The proposal must at the very least:
- provide mutual recognition of admissibility of complaints and data subject representation;
- achieve more efficient and closer cooperation between supervisory authorities including clear deadlines for complaint resolution procedures and cross–country enforceability of decisions;
- grant complainants and organisations representing them comprehensive rights to be heard and access to the file in the same way defendants have; and
- ensure that appeals against authorities’ decisions follow effective procedures that will not extend litigation for years.
The new proposal should reduce bureaucracy and delays when supervisory authorities work together.

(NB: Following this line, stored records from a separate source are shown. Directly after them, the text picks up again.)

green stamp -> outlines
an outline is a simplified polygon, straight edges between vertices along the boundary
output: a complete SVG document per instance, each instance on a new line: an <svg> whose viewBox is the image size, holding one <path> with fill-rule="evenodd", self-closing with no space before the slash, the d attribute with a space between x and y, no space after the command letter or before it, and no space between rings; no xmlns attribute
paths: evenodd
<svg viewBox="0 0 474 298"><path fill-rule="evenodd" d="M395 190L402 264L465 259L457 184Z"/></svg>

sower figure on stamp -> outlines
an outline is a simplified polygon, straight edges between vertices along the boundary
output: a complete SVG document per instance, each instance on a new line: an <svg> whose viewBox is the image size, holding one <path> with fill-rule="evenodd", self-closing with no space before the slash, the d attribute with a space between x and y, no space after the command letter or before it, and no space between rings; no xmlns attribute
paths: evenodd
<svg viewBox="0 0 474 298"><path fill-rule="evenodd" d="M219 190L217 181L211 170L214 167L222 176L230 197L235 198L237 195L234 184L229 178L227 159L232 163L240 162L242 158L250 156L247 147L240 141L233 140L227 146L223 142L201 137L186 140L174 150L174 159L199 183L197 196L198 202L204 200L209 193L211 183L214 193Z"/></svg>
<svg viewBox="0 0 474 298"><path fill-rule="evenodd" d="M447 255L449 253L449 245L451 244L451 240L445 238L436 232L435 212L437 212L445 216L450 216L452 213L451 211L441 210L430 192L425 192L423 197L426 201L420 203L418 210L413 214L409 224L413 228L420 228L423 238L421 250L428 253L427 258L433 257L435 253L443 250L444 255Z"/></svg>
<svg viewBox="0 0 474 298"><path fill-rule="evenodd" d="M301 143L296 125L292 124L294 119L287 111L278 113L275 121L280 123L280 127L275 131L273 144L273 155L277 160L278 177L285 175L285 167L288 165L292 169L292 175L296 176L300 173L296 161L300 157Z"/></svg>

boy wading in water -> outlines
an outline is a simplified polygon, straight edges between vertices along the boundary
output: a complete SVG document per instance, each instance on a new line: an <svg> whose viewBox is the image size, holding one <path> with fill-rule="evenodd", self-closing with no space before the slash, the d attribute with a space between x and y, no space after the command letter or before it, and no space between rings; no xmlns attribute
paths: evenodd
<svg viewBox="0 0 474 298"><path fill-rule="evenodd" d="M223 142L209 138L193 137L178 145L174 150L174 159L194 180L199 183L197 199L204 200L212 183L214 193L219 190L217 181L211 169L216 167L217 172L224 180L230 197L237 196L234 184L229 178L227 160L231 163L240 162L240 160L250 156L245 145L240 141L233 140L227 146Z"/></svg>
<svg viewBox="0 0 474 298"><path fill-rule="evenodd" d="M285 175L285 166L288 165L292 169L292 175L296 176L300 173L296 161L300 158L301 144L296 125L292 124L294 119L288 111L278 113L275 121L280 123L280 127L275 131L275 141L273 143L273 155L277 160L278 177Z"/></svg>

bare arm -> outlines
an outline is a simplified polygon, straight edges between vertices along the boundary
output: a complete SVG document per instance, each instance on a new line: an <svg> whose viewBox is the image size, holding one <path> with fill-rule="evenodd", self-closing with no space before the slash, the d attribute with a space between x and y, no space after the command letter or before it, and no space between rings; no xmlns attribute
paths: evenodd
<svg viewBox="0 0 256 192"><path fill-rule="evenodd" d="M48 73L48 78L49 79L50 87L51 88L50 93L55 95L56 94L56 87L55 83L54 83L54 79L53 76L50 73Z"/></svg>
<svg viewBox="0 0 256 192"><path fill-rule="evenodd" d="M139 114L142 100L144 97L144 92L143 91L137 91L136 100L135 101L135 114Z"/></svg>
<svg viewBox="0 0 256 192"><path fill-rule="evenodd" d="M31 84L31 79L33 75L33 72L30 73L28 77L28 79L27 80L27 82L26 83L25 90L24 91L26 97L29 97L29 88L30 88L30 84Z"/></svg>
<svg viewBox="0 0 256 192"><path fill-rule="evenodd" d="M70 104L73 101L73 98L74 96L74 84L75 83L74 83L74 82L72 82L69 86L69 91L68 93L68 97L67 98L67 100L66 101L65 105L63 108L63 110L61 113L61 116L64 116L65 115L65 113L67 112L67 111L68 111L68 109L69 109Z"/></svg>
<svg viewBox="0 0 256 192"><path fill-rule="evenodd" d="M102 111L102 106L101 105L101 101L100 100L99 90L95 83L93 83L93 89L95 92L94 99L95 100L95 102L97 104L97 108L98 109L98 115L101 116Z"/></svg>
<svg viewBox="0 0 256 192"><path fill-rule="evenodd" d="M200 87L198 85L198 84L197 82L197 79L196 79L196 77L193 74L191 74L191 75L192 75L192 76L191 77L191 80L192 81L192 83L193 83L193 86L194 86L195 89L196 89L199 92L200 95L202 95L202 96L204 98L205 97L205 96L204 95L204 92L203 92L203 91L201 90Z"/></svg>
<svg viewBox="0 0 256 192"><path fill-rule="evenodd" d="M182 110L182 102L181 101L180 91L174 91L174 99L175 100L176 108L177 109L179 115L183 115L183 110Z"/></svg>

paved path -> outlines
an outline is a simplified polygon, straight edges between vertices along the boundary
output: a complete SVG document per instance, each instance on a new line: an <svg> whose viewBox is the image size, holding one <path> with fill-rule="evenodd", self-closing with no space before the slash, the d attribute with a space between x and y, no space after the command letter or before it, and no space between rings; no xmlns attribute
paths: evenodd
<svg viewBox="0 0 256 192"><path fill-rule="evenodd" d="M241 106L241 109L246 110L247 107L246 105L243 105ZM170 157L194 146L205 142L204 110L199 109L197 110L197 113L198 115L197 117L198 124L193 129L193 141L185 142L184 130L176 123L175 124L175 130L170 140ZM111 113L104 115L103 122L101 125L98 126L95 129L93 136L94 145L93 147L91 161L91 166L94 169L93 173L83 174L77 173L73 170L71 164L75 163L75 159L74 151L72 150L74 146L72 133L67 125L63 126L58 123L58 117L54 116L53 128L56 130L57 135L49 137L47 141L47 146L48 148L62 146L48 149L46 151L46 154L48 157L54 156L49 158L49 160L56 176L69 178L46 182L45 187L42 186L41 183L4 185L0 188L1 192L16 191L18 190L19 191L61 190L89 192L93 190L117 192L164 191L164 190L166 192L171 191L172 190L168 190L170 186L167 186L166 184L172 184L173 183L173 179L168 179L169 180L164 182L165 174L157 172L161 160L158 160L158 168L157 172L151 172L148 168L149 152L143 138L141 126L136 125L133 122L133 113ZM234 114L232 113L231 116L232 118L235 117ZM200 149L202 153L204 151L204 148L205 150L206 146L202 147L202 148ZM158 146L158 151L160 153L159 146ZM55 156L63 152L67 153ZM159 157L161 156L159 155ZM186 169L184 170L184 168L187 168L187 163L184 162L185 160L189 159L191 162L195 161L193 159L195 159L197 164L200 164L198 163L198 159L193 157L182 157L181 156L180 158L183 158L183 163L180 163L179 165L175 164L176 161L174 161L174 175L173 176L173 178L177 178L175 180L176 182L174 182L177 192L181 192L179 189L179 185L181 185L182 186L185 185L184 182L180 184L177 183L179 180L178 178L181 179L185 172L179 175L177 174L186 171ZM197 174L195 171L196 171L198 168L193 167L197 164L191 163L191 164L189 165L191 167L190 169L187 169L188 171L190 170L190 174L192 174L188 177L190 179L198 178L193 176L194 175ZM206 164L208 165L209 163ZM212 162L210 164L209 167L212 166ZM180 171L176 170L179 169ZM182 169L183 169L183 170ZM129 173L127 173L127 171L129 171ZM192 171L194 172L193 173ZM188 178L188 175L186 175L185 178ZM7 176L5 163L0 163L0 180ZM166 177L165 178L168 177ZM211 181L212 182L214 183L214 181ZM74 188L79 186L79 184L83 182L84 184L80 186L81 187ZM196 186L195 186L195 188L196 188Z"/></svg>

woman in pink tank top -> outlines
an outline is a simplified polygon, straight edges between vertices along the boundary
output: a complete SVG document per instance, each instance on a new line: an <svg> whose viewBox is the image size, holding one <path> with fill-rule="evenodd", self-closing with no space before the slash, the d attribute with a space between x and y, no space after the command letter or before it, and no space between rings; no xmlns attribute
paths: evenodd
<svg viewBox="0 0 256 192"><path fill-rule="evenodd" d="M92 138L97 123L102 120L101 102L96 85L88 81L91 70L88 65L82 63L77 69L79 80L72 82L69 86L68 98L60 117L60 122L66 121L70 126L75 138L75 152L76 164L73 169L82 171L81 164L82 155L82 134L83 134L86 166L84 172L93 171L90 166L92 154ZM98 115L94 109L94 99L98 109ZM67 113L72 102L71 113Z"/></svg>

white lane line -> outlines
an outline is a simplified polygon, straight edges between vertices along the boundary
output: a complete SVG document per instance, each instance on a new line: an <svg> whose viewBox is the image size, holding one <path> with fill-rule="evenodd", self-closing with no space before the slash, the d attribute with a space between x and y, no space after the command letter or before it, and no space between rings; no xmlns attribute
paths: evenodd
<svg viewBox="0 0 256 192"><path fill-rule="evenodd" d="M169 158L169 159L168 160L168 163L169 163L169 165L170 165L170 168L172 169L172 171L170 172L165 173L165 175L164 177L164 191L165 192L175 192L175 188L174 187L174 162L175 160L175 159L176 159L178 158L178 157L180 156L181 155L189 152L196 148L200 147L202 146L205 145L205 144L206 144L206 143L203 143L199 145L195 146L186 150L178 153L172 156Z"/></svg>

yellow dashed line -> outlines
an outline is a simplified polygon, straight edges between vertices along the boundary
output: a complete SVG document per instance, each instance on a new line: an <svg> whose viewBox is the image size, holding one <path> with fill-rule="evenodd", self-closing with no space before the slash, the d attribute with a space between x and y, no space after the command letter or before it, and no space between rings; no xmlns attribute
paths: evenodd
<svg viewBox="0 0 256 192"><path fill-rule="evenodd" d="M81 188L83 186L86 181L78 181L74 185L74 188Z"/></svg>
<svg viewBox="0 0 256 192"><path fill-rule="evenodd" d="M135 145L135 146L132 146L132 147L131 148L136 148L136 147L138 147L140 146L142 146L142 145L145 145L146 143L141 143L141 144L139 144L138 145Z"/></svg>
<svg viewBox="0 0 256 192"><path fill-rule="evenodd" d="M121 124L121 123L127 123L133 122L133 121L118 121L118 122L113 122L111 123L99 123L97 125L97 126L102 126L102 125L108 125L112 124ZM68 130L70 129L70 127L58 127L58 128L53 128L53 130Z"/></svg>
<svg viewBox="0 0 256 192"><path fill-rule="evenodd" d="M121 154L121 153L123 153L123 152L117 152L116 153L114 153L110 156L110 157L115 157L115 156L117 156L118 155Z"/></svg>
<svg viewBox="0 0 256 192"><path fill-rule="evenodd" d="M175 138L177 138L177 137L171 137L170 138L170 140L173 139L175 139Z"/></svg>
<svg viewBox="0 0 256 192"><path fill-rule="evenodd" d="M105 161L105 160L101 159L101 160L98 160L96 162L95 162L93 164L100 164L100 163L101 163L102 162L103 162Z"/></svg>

It should alleviate the process to remedy data protection violations in a timely and effective manner. The proposal should build on existing best practices across Member States and not adopt the lowest common denominator, particularly regarding complainants’ rights to be heard and access to documents.
It must not prevent the application of existing and more favourable national rules for data subjects. It should also include provisions to allow supervisory authorities to cooperate with other enforcement authorities from different sectors (such as competition, financial services, energy and telecom regulators and consumer protection authorities) where relevant, for example with regards to sharing information.